Planning, Startups, Stories


Tim Berry on business planning, starting and growing your business, and having a life in the meantime.

Can You Define Good Management Technique? 1

With due respect to some of the great thinkers who have, I don’t understand how anybody even tries to define, teach, or even predict good management technique.

Even if it’s just one manager and one person being managed, there are already three huge factors: the manager, the other person, and the situation. Both the people involved have their strengths and weaknesses and all that. And the situation itself, what’s going on, is an entire additional set of factors. Then there’s baggage from the past, and, well, it becomes an infinite problem. Higher math. Condemned to infinite case-by-case analysis. screen shot

I think about what I’ve heard about coaches in professional athletics. Sometimes a supposedly hard-nosed, tough coach will win the championship, and sometimes a supposedly “people person,” softer coach, will. And occasionally you hear about a coach who is either hard or soft to each individual player, depending on his sense of how that specific player responds. There too, though, with coaching, it’s a pretty complex problem, because it’s about the nature of the coach, the nature of the player, and the nature of the situation.

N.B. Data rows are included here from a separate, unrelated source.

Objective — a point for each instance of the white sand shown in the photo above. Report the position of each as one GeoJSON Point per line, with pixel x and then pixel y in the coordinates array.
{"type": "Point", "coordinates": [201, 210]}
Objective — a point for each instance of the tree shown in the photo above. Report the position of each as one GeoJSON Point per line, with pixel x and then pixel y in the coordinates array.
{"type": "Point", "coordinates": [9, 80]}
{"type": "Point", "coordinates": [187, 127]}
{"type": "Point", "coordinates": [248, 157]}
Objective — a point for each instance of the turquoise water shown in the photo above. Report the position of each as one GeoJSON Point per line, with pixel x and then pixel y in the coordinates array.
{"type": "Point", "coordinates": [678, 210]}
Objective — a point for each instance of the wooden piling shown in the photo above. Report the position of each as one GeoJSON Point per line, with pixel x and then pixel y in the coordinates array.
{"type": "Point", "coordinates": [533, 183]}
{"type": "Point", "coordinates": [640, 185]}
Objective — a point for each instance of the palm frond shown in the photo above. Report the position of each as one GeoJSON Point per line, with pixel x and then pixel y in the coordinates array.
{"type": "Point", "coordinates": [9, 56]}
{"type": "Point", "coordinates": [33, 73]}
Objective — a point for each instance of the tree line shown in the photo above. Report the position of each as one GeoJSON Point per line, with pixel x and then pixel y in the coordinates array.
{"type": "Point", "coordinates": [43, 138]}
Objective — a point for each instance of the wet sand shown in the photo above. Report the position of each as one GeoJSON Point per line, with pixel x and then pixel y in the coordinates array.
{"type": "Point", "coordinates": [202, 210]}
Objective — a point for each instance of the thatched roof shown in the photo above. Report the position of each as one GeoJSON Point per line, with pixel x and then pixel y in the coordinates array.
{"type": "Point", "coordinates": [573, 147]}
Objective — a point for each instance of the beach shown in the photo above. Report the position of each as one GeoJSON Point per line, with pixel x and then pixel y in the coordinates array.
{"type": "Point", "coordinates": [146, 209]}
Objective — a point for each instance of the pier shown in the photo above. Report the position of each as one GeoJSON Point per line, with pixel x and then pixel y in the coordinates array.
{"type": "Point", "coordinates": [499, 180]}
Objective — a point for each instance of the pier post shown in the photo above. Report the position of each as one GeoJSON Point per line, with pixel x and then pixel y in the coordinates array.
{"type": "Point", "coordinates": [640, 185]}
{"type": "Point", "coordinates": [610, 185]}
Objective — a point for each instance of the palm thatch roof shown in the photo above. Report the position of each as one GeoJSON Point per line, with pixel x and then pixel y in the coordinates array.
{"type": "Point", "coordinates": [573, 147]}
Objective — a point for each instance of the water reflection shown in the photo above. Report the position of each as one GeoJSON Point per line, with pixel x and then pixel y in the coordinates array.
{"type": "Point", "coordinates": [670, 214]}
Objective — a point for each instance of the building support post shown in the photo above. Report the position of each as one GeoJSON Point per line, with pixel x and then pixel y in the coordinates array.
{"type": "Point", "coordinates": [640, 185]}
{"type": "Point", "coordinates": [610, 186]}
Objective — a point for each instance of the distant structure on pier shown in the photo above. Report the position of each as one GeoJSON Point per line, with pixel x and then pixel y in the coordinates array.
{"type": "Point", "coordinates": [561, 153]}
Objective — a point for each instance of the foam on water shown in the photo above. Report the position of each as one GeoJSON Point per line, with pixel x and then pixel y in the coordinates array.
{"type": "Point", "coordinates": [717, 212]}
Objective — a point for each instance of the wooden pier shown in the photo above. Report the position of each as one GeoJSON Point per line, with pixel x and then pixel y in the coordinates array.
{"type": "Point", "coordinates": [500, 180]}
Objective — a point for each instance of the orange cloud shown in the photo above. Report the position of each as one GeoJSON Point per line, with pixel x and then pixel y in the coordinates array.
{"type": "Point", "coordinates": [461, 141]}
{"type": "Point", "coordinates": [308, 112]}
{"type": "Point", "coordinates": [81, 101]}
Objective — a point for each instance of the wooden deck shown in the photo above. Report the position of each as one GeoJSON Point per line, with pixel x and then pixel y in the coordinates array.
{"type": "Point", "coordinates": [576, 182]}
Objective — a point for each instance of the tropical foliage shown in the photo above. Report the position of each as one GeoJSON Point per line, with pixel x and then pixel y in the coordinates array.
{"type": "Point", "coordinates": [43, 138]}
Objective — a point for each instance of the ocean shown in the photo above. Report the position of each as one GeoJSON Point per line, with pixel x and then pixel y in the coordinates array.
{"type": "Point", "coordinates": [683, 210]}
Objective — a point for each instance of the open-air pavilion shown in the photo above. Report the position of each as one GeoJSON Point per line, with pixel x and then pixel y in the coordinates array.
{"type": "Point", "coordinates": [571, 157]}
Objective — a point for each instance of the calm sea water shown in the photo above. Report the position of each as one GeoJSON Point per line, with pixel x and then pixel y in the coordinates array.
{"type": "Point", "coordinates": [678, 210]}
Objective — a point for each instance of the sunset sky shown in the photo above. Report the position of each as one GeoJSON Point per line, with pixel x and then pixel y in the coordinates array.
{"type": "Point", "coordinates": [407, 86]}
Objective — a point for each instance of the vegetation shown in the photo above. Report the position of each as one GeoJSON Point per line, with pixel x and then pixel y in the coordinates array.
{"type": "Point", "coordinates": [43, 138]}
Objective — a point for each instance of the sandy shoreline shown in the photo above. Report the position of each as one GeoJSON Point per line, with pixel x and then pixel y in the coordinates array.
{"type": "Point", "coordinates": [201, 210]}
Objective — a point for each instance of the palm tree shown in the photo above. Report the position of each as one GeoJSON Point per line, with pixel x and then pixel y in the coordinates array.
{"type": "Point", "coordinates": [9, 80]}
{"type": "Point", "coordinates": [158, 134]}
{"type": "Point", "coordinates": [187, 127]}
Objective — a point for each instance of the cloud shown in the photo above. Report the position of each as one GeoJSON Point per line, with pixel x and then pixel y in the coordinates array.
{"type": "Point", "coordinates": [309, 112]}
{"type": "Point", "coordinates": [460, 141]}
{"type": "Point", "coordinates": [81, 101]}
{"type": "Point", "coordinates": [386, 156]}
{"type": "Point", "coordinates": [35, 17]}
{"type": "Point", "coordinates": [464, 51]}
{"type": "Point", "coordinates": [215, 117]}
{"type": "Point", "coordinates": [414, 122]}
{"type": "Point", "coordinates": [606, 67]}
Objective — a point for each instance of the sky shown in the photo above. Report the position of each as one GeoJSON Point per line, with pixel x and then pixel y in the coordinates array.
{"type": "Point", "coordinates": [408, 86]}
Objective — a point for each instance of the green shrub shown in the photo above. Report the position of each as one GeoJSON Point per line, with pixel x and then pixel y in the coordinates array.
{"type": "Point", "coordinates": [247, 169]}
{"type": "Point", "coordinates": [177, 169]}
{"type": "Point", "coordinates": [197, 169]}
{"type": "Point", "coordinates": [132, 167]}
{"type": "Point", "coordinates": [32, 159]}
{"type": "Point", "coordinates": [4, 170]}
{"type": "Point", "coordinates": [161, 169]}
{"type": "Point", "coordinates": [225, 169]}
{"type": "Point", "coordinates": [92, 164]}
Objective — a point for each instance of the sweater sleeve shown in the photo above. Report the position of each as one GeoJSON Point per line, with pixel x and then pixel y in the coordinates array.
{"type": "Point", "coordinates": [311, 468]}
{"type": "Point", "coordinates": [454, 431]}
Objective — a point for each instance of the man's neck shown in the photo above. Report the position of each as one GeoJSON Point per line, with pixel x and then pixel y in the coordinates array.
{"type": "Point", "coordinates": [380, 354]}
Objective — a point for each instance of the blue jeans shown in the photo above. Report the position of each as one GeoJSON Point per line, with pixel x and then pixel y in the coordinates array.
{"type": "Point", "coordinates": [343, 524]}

So too with wielding authority in your own business.

What reminded me today was Karen Hough’s Handling Tough Conversations in 3 Simple Steps, on Small Business Trends. She’s sharing data from interviews with more than 1,000 of managers in larger companies. She found that the hardest part of their job was “tough conversations.” Here’s a quote:

Conflict makes most people nervous, so we avoid having those tough conversations, even if we know it may produce a better outcome. A study of more than 1,000 project managers across 40 companies found that if project leaders were willing to break a code of silence, they could substantially improve their ability to execute on initiatives.

Although that study was done with middle managers in larger corporations, I know that it applies very well to small business and entrepreneurship. The code of silence is a reluctance to deal with poor performance, bad news, and negative feedback. It’s certainly a problem every manager has to face.

In her post, Karen shares is three-pronged strategy to break what she calls the code of silence, changing the motif from authority to coaching. It’s not a cure-all by any means, but it could help. And I wish I had a better solution to offer, but I don’t.

  • CWebb

    This is truly a subject you learn from doing and experiencing. I had bosses who were great at this and those who were very poor at any conversations. It was not limited to middle management. My experience in management was that when I cared enough to maintain regular one on one dialogue and be clear of the expectations, the tough conversations were not as challenging. The whole team had an understanding of what was out of order and had respect when you took action . I always had concise notes with 3-4 points to make during the conversations and kept on script to avoid diversions. These points had clear resolution expectations and timelines included to avoid ambiguity. If I felt the conversation needed a witness, I had that in place. However, I never got to this place without initial conversations so that there were no surprises. My watershed experience though was a time when I was able to move an employee out of a bad experience that would have resulted in firing into a perfect job fit in a different area in the company. This happened during the conversation to fire them, when I had the calmness to ask one simple question before we went through the paperwork that we both knew was final. My motivation was to understand what was going on that had created such a nightmare situation. I was told at that time that this employee actually hated the position, but had felt this job was important for their career and therefore felt stuck. Wow! That definately changed the course of our dialogue. This person become an award winning employee once moved to an area that matched their strengths. I learned a lot as a manager during that experience and it made me commit even more to the role of one on one dialogue. There is no substitution for this as people are the number one asset of the company!